Pastors and leaders met for conversation, encouragement, and exhortation at the discipleship luncheon Wednesday during the 56th General Council in Orlando, Florida.
The event opened with Roger Gibson, senior national director of Adult and Family Ministries, recognizing Wes Bartel's years of service as Discipleship Ministries director. Bartel retired in December 2014 after 12 years in that position.
Tom Groot, national Christian Education director, introduced Alton Garrison, assistant general superintendent for the Assemblies of God, and author of Spirit-Empowered Church, as speaker for the event.
Garrison began by explaining that he serves on a Global Discipleship Taskforce that has been studying Spirit-empowered discipleship for several years. That task force received a report at its recent Empowered 21 meeting that includes this statement: "In our curriculum and conferences, books and articles, we have embraced an ill-defined discipleship process. Though sincerely motivated, most miss the target and produce inferior results. They start at the wrong point, which guarantees a wrong result. In theological terms, they are rooted in anthropology (the nature of man) instead of pneumatology (the nature of the Spirit)."
When Ed Stetzer of LifeWay Research completed a survey for the Assemblies of God a few years ago, he reported that 93 percent of Pentecostal pastors were dissatisfied with discipleship in the churches they served. David Kinnaman, in his book, UnChristian, says, "In virtually every study we conduct . . . born-again Christians fail to display much attitudinal or behavioral evidence of transformed lives."
Garrison observed it's difficult to get people to practice what they say they believe.
"Our failure to produce Spirit-empowered disciples has planted seeds in America, and we are now horrified at the harvest," Garrison said. "How do you engage your congregation in a systematic study of Scripture?"
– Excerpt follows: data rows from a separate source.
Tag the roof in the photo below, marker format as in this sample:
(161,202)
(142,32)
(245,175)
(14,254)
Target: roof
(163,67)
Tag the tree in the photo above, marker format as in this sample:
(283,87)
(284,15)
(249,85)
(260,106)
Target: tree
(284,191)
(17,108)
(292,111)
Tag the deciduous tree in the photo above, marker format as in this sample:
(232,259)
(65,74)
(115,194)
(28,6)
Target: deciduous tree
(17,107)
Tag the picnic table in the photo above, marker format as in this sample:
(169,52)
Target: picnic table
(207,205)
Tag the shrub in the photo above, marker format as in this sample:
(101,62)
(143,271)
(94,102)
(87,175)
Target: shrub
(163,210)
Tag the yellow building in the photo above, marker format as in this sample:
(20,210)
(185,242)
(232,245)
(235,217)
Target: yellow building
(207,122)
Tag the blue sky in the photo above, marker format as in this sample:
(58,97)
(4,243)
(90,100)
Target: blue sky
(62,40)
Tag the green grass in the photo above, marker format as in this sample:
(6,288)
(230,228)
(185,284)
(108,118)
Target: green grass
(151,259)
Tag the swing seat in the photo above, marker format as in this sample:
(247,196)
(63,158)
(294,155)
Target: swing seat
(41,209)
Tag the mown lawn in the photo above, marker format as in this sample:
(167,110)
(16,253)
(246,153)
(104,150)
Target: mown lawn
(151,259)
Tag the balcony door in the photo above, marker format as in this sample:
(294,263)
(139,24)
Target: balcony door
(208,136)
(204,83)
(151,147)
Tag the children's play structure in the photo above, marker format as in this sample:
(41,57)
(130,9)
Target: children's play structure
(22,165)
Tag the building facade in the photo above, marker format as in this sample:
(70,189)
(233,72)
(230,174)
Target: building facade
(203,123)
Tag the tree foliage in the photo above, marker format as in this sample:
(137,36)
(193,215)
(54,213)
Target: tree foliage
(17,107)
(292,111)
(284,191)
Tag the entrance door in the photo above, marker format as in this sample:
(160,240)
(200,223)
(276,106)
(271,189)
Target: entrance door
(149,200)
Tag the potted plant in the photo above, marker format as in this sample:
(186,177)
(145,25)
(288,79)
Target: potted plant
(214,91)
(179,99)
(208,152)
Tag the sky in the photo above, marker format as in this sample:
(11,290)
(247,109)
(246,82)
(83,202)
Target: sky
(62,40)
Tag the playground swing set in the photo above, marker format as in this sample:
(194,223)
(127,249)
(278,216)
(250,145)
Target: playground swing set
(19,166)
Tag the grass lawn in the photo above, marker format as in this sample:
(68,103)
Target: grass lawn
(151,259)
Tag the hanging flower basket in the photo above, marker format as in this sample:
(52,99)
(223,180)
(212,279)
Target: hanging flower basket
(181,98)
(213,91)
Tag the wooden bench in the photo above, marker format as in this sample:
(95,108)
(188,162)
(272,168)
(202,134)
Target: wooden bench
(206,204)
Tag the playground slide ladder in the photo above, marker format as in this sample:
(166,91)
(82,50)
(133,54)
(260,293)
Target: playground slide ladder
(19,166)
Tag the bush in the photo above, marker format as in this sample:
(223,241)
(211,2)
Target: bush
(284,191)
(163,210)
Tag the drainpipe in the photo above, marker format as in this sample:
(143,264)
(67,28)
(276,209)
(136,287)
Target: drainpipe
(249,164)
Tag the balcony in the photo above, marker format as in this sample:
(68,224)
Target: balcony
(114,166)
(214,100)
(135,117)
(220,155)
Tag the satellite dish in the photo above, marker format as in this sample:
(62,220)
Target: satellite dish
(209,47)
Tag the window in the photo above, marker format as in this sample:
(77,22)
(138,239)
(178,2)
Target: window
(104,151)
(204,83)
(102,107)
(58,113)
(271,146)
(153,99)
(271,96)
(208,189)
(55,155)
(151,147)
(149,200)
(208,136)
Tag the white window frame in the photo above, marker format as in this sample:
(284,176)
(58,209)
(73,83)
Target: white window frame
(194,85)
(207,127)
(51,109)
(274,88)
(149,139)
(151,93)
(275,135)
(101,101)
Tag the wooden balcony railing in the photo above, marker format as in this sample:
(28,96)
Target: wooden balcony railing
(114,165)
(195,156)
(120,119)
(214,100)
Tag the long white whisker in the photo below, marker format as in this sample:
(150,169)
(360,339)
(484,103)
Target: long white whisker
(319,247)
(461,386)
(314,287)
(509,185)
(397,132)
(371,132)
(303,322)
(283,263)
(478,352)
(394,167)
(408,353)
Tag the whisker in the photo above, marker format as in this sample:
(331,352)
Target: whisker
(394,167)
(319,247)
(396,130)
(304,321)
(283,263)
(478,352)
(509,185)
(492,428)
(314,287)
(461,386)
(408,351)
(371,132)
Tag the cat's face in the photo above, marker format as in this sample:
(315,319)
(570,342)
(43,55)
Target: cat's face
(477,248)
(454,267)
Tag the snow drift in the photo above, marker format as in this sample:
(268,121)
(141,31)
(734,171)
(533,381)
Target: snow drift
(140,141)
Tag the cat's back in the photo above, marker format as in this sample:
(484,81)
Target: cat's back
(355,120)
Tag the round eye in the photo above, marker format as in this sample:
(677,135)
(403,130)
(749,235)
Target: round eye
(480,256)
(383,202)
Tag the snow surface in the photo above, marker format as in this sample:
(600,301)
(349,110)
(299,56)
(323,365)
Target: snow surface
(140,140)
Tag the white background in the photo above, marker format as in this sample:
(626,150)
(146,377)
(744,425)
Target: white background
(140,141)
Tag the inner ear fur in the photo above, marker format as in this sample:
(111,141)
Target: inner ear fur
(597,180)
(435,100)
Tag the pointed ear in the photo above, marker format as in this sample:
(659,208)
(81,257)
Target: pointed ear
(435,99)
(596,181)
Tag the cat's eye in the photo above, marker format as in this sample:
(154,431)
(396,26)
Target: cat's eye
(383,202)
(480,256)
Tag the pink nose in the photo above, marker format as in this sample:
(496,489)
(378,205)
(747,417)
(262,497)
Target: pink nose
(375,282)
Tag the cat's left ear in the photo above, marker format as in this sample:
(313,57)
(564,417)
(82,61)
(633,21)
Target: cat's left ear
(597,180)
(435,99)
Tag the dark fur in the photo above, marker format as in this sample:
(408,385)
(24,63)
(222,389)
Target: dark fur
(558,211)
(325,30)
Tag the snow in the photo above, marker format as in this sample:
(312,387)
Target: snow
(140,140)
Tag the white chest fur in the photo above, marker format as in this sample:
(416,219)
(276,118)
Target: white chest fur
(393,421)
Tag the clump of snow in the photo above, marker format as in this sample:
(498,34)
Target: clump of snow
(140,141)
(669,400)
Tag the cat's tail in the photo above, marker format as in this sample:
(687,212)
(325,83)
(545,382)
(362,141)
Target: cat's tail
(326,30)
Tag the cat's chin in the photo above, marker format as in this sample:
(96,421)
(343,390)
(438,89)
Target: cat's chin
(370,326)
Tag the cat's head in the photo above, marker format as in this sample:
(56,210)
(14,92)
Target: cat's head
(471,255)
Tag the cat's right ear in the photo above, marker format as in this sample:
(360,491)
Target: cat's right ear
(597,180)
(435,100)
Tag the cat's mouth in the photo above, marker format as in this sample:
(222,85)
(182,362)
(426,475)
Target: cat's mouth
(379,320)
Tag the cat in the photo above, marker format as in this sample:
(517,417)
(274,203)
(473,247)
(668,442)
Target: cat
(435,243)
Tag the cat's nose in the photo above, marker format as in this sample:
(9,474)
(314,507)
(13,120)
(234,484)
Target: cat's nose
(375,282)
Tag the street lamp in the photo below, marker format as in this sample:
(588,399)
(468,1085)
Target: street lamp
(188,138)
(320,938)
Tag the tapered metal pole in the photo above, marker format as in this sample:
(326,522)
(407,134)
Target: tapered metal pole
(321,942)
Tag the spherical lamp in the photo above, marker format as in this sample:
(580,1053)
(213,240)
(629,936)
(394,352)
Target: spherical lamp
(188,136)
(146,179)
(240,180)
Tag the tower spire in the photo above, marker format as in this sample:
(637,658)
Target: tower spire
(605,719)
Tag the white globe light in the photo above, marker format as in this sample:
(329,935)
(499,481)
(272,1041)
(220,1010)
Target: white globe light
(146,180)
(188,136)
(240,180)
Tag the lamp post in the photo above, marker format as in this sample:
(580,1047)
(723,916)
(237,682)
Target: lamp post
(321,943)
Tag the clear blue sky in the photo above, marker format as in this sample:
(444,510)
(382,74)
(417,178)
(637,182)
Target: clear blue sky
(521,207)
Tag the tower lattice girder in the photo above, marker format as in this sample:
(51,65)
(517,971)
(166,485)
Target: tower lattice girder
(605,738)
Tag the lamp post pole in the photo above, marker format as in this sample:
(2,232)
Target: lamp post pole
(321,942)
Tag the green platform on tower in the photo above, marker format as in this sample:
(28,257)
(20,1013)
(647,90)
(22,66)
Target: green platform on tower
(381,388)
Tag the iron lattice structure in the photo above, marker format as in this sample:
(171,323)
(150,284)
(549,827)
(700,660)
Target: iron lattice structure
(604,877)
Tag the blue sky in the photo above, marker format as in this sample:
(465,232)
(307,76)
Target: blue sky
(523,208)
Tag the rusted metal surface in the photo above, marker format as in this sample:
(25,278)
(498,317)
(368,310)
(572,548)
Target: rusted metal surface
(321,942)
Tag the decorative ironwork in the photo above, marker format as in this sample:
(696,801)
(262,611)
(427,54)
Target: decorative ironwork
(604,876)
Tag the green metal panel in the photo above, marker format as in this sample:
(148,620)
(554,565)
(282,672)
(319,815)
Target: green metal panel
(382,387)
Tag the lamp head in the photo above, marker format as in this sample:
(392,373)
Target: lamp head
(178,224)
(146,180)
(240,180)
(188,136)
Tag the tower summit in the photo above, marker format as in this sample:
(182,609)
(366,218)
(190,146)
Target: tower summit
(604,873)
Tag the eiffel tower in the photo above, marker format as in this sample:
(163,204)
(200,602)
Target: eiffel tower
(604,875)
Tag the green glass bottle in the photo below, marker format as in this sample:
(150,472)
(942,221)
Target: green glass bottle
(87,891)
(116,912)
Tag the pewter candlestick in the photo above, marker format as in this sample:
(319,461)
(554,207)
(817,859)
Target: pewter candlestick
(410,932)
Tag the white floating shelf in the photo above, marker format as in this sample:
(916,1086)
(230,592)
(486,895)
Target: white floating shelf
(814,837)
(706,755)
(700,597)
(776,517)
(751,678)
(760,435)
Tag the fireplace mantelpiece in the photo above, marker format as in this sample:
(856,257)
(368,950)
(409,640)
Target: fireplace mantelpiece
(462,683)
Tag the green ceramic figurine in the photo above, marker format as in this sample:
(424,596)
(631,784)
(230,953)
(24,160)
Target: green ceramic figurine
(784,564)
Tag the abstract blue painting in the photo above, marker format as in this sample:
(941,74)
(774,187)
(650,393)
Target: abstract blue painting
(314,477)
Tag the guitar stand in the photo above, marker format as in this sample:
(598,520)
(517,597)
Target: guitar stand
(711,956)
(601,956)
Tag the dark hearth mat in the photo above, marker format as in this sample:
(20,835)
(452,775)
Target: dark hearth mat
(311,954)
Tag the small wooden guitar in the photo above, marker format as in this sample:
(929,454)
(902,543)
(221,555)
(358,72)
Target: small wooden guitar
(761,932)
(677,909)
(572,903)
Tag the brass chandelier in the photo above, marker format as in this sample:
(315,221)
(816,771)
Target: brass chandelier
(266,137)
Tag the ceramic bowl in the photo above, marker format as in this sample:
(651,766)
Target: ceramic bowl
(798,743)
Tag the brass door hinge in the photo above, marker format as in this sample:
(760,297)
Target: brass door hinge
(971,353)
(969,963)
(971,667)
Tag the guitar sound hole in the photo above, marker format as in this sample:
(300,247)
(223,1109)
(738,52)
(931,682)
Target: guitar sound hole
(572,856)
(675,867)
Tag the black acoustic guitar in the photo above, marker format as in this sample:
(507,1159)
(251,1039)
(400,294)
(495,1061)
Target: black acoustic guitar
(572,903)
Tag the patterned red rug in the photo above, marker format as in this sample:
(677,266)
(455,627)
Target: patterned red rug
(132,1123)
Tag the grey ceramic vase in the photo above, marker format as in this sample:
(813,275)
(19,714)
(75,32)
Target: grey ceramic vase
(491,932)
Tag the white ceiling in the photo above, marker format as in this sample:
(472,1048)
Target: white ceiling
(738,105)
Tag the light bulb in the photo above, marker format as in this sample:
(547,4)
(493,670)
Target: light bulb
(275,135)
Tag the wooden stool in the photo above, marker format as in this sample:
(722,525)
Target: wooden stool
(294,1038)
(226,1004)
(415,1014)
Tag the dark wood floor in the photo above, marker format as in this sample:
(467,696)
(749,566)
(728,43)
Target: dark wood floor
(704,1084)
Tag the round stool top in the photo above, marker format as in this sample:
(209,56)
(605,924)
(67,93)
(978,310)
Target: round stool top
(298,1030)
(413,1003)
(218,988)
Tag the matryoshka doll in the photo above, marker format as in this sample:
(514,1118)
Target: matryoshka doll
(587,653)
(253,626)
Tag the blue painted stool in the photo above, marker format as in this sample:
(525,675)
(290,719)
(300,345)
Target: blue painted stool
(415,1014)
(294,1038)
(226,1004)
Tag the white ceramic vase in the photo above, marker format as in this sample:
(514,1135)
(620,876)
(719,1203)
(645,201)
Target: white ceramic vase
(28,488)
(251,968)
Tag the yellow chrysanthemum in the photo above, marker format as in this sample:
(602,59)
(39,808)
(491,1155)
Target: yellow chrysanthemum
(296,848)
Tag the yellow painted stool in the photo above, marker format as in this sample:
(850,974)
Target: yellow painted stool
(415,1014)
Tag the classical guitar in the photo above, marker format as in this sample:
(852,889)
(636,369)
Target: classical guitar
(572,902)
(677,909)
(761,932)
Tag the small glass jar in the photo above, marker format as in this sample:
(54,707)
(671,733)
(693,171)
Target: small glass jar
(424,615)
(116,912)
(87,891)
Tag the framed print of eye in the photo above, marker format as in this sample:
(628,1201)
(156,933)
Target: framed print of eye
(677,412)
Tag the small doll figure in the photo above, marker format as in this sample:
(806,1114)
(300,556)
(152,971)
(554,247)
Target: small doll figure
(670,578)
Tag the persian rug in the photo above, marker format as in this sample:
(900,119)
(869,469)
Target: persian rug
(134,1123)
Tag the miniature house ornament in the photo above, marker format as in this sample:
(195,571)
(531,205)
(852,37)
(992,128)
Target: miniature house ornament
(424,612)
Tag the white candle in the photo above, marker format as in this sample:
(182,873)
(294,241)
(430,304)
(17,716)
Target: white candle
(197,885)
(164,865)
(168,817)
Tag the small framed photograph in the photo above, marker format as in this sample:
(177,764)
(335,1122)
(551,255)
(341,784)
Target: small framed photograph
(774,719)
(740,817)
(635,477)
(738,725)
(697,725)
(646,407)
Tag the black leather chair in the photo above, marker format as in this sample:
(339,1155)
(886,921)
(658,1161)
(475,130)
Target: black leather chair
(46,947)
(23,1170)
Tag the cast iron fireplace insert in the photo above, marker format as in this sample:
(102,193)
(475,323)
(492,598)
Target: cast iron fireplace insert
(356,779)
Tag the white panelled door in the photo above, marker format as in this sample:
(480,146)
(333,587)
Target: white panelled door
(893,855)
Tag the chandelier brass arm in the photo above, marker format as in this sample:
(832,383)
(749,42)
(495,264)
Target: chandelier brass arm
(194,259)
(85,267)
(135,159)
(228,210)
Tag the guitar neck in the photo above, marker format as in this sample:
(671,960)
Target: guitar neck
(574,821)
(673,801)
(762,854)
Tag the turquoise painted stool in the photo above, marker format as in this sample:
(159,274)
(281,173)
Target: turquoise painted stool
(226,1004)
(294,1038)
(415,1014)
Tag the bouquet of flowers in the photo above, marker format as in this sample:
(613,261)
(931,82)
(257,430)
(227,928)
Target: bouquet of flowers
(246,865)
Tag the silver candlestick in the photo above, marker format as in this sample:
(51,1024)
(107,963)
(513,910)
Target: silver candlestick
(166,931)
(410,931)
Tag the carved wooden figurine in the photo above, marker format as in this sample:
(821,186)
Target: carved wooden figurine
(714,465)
Garrison further read from the E21 Discipleship task force report: "These models (currently prevalent) call on the disciple to know and do: rational knowledge (learning, memorization, course work) and behavioral activity (how to act, what to do)." He concluded that knowledge and behavior are essential, but do not transform, that knowledge stops short of the Holy Spirit's destination of loving God and loving others, and that behavioral effort cancels grace and creates Pharisees.
"What's missing is the imperative of life in the Spirit, experiencing the presence and the power of the living God," Garrison exhorted. He asked the attendees to consider this suggested process, currently in embryonic stages and not exhaustive, when a church strives to achieve better discipleship outcomes:
- Sequential: An unbroken continuum, from cradle to grave in age and stage.
- Symmetrical: Holistic recognition of the Acts 2 model of evangelism, discipleship, service, fellowship, and worship, of the first-century Church to still be a relevant model today.
- Scriptural: Second Timothy 3:16 gives a solid outline for doctrine and behavior: "All Scripture is breathed out by God and profitable for teaching, for reproof, for correction, and for training in righteousness."
"These two purposes of truth [doctrine and behavior] are critical for life and ministry, but they aren't sufficient in themselves," he noted. "What they need is to take the center path into loving God and loving others revealed in the Great Commandment."
Garrison referred to his book Spirit-Empowered Church for further study on living Spirit empowered, and on using Scripture for relational significance, and relational purpose. He concluded, "Relevant discipleship does not begin with doctrines or teaching, parables or principles, church polity or stewardship -- but with loving the Lord with all your heart, mind, soul, and strength."
Mike Clarensau, dean of the College of Bible and Church Ministries at Southwestern Assemblies of God University, and author of Spirit-Empowered Life, was called to the platform to answer questions from Garrison concerning how a Spirit-empowered life begins, and how his book speaks to pastors and leaders.
Garrison concluded the luncheon by encouraging the pastors to carefully choose curriculum with emphasis on being Spirit-empowered.